Parsley (Petroselinum crispum) Zone 2-11
Parsley is another culinary herb hailing from the Mediterranean and Europe. Like dill, it has followed human habitation and has spread around the world. This useful herb can be used in a wide variety of soups, stews, salads and other dishes.
Parsley plants typically grow to be about a foot tall and have pretty, dark green leaves that present as either flat or curly depending upon the variety of Parsley chosen. Selections include:
- Italian or Flat Leaved Parsley (var. neapolitanum)
- Curly Leaved Parsley (var. crispum)
- Hamburg Parsley (var. tuberosum)
As with dill, the small, greenish yellow flowers are borne on umbels atop 2 or 3 foot high stalks. This plant is also a favorite of Black Swallowtail butterflies.
Common Fennel (Foeniculum vulgare) Zone 4-9
Fennel is an anise flavored herb that looks quite a bit like dill but is much larger. Fennel may grow to be 6’ feet high.
The foliage is yellowish green and feathery, and the flowers are small, yellow and presented on large, flattened, compound umbels that bloom from mid July to the end of August.
Fennel has naturalized easily throughout North America and is a favorite of several types of swallowtail butterflies.
Queen-Anne’s-Lace (Daucus carota)
This wildflower grows freely throughout the United States and Canada. It is the plant from which the domestic carrot was derived.
Like the other host plants mentioned, Queen Anne’s lace presents tiny flowers that grow on modest umbels which may be 5” inches across at maximum. Each umbel is made up of small umbellets which each contain about twenty or thirty flowers.
The flowers are interesting because those along the outer edge have oddly sized petals, which may have notched tips. There may be a single, dark purple flower in the center of each umbel.

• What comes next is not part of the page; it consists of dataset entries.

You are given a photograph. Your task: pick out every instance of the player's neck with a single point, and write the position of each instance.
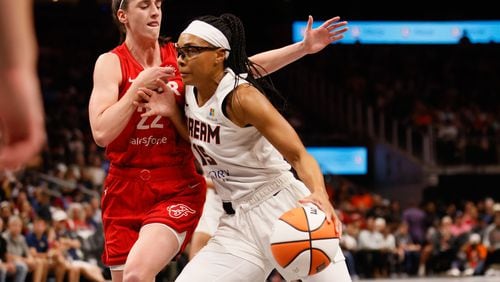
(146, 53)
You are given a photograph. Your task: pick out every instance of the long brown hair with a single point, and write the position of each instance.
(123, 4)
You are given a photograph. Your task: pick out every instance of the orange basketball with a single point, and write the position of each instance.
(302, 242)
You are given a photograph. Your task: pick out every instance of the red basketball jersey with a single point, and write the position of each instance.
(149, 142)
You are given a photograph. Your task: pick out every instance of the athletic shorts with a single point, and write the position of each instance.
(246, 235)
(133, 198)
(212, 212)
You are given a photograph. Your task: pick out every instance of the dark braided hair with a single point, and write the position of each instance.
(232, 27)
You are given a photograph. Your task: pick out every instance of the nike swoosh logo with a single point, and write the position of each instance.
(193, 186)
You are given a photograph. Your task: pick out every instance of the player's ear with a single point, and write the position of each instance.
(121, 16)
(220, 56)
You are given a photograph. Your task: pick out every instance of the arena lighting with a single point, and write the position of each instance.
(413, 32)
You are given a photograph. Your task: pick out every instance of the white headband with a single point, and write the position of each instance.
(208, 33)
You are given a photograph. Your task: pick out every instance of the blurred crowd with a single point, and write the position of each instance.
(383, 239)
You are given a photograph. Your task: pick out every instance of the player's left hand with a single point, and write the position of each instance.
(330, 31)
(158, 102)
(322, 201)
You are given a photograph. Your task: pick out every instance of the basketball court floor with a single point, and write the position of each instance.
(437, 279)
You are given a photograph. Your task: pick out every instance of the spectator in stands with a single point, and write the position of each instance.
(18, 249)
(408, 252)
(492, 242)
(39, 245)
(8, 267)
(69, 243)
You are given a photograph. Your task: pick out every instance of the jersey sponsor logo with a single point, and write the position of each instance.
(203, 131)
(211, 115)
(219, 174)
(148, 141)
(193, 185)
(179, 210)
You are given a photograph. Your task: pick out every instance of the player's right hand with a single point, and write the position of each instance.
(149, 77)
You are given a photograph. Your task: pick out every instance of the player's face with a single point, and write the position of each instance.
(199, 62)
(143, 18)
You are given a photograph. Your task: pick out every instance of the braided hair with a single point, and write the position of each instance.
(232, 27)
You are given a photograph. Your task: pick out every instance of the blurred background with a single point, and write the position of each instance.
(422, 121)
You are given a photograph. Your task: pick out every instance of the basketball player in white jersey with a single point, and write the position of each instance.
(246, 147)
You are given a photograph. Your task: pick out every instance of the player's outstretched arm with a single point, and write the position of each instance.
(314, 41)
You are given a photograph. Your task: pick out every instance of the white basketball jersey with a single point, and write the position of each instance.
(238, 160)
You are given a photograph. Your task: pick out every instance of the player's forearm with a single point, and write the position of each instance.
(309, 172)
(111, 122)
(276, 59)
(180, 124)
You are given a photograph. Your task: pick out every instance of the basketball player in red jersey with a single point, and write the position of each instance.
(153, 196)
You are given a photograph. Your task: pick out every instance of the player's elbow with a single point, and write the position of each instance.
(100, 138)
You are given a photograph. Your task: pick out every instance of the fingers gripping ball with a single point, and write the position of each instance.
(302, 241)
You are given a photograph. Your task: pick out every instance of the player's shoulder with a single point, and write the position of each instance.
(109, 59)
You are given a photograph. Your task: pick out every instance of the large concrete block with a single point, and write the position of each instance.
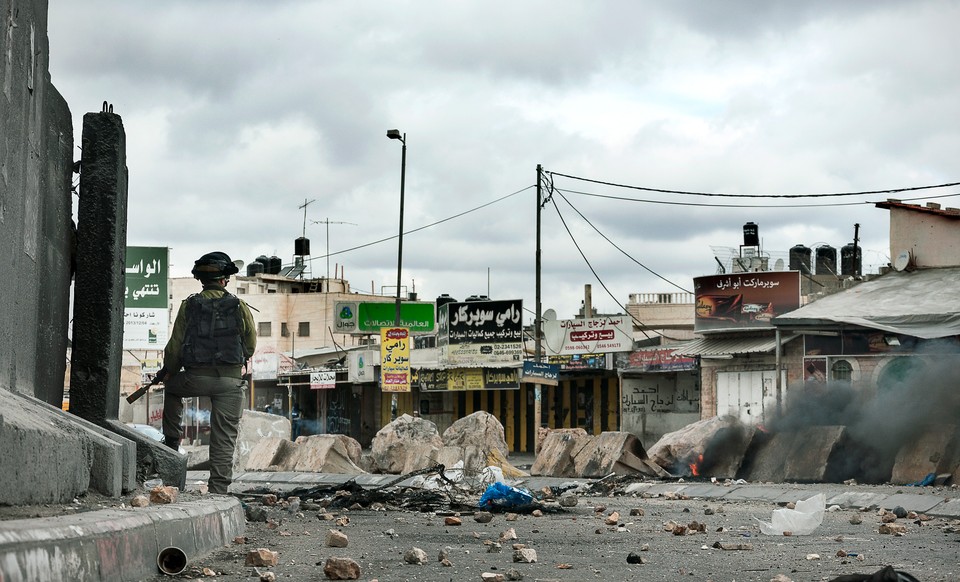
(42, 463)
(716, 446)
(254, 427)
(272, 454)
(810, 459)
(480, 429)
(610, 452)
(557, 452)
(406, 444)
(934, 451)
(326, 454)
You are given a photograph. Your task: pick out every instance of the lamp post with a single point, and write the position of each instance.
(395, 134)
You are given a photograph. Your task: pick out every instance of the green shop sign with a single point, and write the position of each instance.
(369, 317)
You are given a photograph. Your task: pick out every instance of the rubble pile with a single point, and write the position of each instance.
(569, 454)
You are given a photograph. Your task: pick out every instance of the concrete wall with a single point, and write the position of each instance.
(933, 240)
(36, 145)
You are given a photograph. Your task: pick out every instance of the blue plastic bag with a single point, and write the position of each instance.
(501, 495)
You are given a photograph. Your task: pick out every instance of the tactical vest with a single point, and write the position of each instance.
(213, 336)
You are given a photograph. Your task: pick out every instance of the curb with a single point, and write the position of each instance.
(114, 544)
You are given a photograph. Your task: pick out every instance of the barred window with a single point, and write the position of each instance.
(842, 371)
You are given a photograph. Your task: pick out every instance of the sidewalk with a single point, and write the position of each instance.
(115, 544)
(122, 544)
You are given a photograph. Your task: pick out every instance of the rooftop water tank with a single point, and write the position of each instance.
(826, 260)
(800, 259)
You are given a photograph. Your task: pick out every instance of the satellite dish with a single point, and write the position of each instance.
(902, 262)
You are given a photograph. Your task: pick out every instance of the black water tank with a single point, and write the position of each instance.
(254, 269)
(274, 266)
(850, 260)
(444, 299)
(800, 259)
(301, 247)
(826, 260)
(751, 235)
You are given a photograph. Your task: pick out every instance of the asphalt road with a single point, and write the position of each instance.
(576, 543)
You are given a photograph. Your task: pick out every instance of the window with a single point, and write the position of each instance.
(842, 371)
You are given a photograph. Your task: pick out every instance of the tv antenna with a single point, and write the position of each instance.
(328, 222)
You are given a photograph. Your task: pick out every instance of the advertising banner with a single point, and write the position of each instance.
(744, 300)
(481, 333)
(326, 380)
(588, 336)
(658, 360)
(146, 318)
(395, 359)
(538, 373)
(370, 317)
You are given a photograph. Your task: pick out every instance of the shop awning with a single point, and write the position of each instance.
(923, 303)
(728, 346)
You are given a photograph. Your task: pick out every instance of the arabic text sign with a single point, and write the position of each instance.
(538, 373)
(481, 332)
(146, 320)
(744, 300)
(591, 335)
(395, 359)
(326, 380)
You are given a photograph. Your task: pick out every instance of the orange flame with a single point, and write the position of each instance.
(694, 468)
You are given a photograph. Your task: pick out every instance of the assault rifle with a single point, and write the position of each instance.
(143, 389)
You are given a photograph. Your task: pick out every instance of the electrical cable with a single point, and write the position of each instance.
(643, 326)
(419, 228)
(706, 205)
(649, 270)
(689, 193)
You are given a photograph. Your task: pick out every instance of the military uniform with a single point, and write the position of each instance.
(211, 370)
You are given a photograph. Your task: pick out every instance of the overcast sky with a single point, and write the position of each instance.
(237, 112)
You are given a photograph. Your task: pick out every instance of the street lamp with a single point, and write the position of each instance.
(395, 134)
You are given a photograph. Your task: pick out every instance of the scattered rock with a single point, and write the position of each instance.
(415, 556)
(483, 517)
(525, 555)
(164, 494)
(261, 557)
(336, 539)
(341, 569)
(892, 528)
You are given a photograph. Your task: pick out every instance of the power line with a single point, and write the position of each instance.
(649, 270)
(689, 193)
(643, 326)
(418, 229)
(708, 205)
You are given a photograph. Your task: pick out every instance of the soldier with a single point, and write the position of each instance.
(213, 337)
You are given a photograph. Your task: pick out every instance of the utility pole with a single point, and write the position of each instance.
(538, 347)
(304, 206)
(328, 222)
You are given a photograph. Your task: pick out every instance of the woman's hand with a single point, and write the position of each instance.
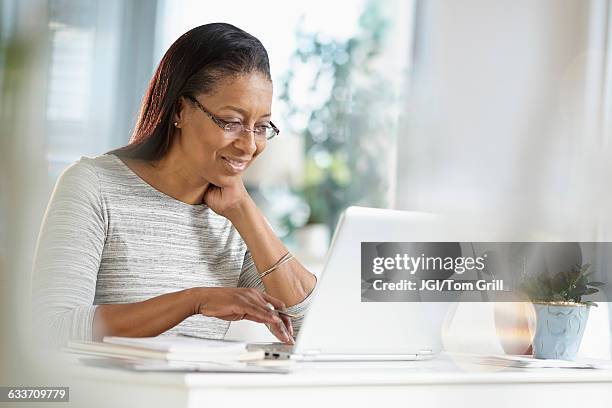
(223, 200)
(244, 303)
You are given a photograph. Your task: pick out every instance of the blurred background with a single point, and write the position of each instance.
(497, 111)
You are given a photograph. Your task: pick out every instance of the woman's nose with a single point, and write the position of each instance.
(246, 142)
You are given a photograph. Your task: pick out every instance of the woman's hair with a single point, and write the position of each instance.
(191, 66)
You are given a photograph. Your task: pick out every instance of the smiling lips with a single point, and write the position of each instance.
(237, 165)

The plant grows to be a couple of feet high, and the leaves are long, feathery and fern like.
Rues (Ruta ssp.) Zone 4-8
This southern European native is a shrubby, woody perennial. It bears fern like, aromatic compound leaves and grows to be about 2’ or 3’ feet tall.
Although originally a garden plant, Rue has naturalized in many parts of the United States, especially in the Northeast. You may find Rue growing wild in disturbed soil, open fields and along roadsides.

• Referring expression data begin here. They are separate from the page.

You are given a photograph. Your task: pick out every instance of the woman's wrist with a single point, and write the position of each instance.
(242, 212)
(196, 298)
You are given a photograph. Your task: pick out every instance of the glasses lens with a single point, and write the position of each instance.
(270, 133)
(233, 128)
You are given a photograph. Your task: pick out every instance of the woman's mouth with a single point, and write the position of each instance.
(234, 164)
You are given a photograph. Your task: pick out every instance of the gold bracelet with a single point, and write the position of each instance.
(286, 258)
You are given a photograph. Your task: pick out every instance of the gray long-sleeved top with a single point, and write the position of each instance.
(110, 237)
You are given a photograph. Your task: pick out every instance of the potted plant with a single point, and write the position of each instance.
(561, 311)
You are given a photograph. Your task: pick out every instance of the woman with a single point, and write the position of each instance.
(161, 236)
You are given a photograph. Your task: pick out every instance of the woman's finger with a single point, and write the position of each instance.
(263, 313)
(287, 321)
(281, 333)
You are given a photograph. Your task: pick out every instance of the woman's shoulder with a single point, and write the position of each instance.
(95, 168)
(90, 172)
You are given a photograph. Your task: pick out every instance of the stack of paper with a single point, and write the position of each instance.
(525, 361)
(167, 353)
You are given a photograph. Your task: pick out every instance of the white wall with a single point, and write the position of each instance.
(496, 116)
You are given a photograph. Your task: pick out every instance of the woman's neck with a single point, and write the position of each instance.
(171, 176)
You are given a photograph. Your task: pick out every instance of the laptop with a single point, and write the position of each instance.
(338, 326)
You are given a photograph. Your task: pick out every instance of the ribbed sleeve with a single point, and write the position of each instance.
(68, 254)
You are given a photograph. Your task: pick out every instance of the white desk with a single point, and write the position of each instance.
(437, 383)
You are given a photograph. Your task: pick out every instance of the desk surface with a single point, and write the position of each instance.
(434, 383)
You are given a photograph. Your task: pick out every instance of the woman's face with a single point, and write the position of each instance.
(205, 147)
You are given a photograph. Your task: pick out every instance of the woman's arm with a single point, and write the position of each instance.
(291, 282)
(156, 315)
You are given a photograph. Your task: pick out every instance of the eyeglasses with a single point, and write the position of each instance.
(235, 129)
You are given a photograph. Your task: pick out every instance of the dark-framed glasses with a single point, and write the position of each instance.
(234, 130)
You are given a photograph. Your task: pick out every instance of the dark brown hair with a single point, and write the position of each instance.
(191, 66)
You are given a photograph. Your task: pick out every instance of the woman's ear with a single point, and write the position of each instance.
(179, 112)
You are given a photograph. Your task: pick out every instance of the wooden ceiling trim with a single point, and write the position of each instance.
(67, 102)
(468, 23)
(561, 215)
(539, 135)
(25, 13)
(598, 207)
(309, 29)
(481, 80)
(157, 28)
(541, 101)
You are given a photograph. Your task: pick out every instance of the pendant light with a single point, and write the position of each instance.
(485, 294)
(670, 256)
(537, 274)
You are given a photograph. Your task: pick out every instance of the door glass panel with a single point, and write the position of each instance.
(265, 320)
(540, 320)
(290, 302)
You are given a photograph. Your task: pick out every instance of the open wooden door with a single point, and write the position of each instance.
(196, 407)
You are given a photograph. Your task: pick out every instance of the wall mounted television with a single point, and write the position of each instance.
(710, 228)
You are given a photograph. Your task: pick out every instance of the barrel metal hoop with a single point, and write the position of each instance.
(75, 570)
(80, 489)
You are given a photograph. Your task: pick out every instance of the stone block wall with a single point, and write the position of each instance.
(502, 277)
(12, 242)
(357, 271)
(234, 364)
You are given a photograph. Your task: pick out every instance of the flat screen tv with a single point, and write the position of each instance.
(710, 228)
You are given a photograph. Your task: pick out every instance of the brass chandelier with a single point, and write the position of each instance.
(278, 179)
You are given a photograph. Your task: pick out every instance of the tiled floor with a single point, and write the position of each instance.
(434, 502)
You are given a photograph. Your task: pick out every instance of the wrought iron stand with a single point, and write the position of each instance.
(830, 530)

This pretty plant produces attractive, blue green foliage and four or five petaled small, yellow flowers that grow in clusters throughout the summertime. The flowers transition to interesting looking brown seed capsules.
This plant has a number of uses in folk medicine, but you should be advised that the leaves can be toxic when ingested and may cause contact dermatitis when handled.
Annuals Allow Variety from Year-to-Year
It’s always a good idea to set up a framework in your garden with perennials that will come back year after year. Don’t neglect the annuals, though.
Annuals allow you to fill in empty spots quickly every summer. They also give you the opportunity to experiment with different sizes and colors in your butterfly garden.